Insecticide Resistance Mechanisms in the Adult Phlebotomus papatasi (Diptera: Psychodidae) to Pyrethroid and Dichlorodiphenyltrichloroethane (D.D.T) Esfahan province, Iran.

Background: The major mechanisms of D.D.T resistance in insects are knock down resistance mutations (kdr) within the para voltage-gated sodium channel gene in nerve cells (Vgsc). Resistance to each group of insecticide is associated with increased concentrations of specific enzymes or altered target sites.Objectives: The present study reports the results of time-mortality bioassay to D.D.T 4%, lambda-cyhalothrin 0.05%, permethrin 0.75%, cyfluthrin 0.15% and deltamethrin 0.05% in recently colonized & field P. papatasi populations in Iran. In the present study a region of in the para voltage-gated sodium channel gene of P. papatasi was sequenced.
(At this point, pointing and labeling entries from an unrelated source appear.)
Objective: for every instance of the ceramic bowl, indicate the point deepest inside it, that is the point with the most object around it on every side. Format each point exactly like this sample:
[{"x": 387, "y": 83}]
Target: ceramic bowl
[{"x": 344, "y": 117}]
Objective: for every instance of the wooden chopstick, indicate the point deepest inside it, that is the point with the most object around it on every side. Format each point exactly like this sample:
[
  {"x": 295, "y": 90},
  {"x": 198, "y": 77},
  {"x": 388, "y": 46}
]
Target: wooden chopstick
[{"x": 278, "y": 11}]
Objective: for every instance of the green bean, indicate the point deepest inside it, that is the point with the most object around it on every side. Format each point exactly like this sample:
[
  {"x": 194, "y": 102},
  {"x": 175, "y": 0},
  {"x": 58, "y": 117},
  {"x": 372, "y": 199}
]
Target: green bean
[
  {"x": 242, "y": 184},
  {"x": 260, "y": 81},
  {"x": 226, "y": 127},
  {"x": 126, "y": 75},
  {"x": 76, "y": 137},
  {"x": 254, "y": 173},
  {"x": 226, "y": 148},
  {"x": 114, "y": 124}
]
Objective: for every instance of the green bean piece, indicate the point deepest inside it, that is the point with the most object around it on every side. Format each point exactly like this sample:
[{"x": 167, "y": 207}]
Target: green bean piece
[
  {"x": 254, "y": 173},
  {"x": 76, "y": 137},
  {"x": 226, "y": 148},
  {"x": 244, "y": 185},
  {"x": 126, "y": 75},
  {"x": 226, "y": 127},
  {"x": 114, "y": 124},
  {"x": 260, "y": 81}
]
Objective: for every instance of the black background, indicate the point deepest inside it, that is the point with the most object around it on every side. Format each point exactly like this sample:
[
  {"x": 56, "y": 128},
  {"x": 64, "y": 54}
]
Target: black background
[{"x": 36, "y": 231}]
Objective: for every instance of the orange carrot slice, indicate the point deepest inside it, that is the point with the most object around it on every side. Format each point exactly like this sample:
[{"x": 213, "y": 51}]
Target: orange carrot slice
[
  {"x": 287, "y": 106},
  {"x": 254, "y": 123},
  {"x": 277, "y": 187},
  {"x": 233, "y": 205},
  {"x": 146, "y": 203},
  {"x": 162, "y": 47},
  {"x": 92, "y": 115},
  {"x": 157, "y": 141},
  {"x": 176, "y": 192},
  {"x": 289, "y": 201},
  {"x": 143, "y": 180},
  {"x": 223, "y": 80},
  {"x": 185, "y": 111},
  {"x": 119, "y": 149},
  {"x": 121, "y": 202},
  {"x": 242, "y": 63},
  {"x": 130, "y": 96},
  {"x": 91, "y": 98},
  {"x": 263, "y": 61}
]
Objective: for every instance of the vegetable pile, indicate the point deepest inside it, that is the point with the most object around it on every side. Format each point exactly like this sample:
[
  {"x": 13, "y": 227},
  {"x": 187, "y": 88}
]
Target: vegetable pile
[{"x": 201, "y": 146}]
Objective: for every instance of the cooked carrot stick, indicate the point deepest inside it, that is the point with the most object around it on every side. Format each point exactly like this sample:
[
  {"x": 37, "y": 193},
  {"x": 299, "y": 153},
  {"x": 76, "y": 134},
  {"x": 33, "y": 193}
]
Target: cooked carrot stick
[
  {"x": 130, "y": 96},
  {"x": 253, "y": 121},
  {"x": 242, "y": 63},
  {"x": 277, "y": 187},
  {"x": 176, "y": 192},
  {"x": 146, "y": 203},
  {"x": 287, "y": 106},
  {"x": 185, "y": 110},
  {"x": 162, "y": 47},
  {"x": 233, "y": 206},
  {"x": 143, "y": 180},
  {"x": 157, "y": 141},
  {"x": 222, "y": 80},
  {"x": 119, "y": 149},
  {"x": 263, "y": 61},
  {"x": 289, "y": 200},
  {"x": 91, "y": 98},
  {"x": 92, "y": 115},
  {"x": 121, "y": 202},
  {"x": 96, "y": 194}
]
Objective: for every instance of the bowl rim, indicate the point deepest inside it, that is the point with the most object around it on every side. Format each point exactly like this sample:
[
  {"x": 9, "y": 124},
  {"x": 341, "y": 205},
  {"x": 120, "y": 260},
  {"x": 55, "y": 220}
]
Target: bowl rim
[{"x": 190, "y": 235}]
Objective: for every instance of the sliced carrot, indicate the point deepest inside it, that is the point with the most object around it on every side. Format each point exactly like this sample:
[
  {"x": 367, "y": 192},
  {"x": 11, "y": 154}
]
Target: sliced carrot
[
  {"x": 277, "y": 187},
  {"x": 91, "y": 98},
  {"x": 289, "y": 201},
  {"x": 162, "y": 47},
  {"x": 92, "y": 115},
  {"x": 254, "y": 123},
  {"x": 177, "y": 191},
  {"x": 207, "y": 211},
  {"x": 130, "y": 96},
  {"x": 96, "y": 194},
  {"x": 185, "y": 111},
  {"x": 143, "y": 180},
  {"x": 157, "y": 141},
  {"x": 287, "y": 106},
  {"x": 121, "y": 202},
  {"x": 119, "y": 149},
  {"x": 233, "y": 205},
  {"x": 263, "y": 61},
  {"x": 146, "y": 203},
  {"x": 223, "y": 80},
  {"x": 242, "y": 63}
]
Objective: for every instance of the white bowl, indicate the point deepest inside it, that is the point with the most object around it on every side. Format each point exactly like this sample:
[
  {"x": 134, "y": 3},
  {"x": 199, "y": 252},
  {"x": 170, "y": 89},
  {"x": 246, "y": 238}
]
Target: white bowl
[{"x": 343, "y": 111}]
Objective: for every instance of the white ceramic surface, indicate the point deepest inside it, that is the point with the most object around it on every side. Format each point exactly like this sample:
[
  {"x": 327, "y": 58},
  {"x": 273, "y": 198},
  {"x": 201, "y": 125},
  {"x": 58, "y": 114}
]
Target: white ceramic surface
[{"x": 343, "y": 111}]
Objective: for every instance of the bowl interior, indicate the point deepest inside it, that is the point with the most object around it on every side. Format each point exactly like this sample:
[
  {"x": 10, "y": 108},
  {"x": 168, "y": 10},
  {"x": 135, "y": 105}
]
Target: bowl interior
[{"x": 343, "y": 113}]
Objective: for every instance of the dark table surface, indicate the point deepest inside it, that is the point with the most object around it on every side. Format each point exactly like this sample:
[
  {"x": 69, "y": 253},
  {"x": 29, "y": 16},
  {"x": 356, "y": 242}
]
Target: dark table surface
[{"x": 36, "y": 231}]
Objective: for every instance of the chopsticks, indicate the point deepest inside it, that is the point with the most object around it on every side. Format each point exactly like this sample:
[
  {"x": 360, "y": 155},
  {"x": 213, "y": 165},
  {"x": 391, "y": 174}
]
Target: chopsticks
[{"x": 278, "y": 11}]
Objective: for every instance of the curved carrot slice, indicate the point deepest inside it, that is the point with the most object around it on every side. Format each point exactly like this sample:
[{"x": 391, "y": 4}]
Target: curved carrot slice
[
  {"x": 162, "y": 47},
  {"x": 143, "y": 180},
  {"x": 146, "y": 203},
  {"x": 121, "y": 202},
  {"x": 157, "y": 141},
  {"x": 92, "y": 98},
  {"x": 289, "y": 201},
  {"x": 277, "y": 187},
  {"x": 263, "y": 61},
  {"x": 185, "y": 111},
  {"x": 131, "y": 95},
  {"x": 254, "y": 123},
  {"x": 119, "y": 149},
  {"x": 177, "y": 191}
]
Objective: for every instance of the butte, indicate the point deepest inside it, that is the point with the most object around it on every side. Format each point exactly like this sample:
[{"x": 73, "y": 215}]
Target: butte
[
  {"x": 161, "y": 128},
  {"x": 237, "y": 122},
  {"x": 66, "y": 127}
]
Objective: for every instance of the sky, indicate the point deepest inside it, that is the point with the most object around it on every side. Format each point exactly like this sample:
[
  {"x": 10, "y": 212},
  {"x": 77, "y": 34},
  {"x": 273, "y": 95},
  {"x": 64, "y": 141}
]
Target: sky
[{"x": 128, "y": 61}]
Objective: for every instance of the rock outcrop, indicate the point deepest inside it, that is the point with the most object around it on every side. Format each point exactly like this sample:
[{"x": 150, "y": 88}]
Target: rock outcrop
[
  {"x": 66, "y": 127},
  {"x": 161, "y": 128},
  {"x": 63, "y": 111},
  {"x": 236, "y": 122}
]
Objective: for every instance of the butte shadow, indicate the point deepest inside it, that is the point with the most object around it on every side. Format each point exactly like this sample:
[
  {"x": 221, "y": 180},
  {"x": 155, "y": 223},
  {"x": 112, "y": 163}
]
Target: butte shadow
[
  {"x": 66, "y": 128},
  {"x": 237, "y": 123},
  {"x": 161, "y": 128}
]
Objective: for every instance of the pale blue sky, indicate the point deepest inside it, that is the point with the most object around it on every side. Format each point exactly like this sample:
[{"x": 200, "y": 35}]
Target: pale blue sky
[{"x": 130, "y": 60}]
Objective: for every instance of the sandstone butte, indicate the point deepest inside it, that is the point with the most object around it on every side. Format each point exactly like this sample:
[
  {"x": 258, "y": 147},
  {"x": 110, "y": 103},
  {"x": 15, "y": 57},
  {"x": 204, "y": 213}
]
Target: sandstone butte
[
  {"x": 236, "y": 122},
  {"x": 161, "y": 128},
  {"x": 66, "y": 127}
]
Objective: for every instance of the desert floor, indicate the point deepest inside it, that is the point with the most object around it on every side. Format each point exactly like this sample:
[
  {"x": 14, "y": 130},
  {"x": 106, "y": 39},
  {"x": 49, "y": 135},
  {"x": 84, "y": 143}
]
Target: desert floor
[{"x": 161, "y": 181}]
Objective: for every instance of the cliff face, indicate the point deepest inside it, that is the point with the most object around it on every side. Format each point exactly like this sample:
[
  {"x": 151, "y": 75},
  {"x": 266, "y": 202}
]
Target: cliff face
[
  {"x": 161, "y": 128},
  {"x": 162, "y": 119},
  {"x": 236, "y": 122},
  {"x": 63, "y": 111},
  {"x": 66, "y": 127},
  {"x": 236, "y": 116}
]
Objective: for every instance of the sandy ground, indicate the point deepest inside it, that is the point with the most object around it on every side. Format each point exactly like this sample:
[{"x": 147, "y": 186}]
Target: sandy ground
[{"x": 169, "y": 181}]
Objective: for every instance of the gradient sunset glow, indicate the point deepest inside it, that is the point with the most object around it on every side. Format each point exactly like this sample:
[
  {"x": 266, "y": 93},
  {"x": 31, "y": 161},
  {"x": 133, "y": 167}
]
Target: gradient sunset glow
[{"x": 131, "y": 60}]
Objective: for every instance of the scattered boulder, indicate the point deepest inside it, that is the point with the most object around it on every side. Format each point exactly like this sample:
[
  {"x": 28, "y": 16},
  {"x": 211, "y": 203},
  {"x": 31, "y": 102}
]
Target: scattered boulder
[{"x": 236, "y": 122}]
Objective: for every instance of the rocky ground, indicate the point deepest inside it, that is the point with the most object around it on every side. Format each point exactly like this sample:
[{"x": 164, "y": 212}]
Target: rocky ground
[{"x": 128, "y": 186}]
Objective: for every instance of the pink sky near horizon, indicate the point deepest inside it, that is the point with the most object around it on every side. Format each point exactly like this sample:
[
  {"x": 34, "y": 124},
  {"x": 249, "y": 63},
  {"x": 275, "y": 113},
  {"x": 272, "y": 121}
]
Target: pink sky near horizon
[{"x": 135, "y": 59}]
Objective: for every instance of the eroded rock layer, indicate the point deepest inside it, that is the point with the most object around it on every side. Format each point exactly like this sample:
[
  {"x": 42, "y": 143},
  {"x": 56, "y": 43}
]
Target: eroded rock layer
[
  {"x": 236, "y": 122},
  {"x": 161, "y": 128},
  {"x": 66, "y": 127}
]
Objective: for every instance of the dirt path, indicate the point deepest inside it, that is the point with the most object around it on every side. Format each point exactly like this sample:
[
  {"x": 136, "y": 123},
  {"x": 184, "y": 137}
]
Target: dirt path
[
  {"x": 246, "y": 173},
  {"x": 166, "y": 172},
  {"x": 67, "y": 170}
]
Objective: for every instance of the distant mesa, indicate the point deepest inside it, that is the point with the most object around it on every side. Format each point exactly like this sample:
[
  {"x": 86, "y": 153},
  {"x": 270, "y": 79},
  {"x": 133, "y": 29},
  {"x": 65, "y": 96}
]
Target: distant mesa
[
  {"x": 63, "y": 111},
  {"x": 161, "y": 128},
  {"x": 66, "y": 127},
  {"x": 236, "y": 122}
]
A biochemical assay was used to evaluate insecticide resistance by measuring the activity levels of detoxification enzymes in sand flies.Materials and Methods: Baseline susceptibility to D.D.T and pyrethroids was assessed on specimens collected from the study area& sand flies that colonized. The selection is performed by a sub lethal time of D.D.T exposure until a homogeneous resistant strain. The PCR products were purified with the QIA quick PCR purification kit (Qiagen) and sequenced (in forward and reverse directions). The colorimetric method was used to determine the quantity of four enzymes responsible for the detoxification of insecticides.Results: The selection continues to Resistance Ratio = RR more than 2.52folds. Sequence analysis was performed on 440 base pair long fragments of voltage-gated sodium channel gene. Enzyme ratio calculated for two population of Resistance candidate & susceptible were 3.78, 3.72, 3.21, and 1.59 for α-esterase, β-esterase, and MFO and GST enzyme, respectively.Conclusion: The comparison of the region including kdr mutations in exon and locus 1014 showed that in all three populations there is a TTA sequence, the mutation of type kdr in resistant populations that is not due to the substitution of the TTA to the TTT. This study showed that the altered enzymes are responsible for D.D.T resistance in P.papatasi in central parts of Iran.